The backlash against big data
Big data refers to the idea that society can do things with a large body of data that weren’t possible when working with smaller amounts. The term was originally applied a decade ago to massive datasets from astrophysics, genomics and internet search engines, and to machine-learning systems (for voicerecognition and translation, for example) that work well only when given lots of data to chew on. Now it refers to the application of data-analysis and statistics in new areas, from retailing to human resources. The backlash began in mid-March, prompted by an article in Science by David Lazer and others at Harvard and Northeastern University. It showed that a big-data poster-child—Google Flu Trends, a 2009 project which identified flu outbreaks from search queries alone—had overestimated the number of cases for four years running, compared with reported data from the Centres for Disease Control (CDC). This led to a wider attack on the idea of big data.

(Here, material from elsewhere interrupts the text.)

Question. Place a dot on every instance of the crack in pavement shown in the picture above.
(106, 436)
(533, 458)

The criticisms fall into three areas that are not intrinsic to big data per se, but endemic to data analysis, and have some merit. First, there are biases inherent to data that must not be ignored. That is undeniably the case. Second, some proponents of big data have claimed that theory (ie, generalisable models about how the world works) is obsolete. In fact, subject-area knowledge remains necessary even when dealing with large data sets. Third, the risk of spurious correlations—associations that are statistically robust but happen only by chance—increases with more data. Although there are new statistical techniques to identify and banish spurious correlations, such as running many tests against subsets of the data, this will always be a problem.
There is some merit to the naysayers' case, in other words. But these criticisms do not mean that big-data analysis has no merit whatsoever. Even the Harvard researchers who decried big data "hubris" admitted in Science that melding Google Flu Trends analysis with CDC’s data improved the overall forecast—showing that big data can in fact be a useful tool. And research published in PLOS Computational Biology on April 17th shows it is possible to estimate the prevalence of the flu based on visits to Wikipedia articles related to the illness. Behind the big data backlash is the classic hype cycle, in which a technology’s early proponents make overly grandiose claims, people sling arrows when those promises fall flat, but the technology eventually transforms the world, though not necessarily in ways the pundits expected. It happened with the web, and television, radio, motion pictures and the telegraph before it. Now it is simply big data’s turn to face the grumblers.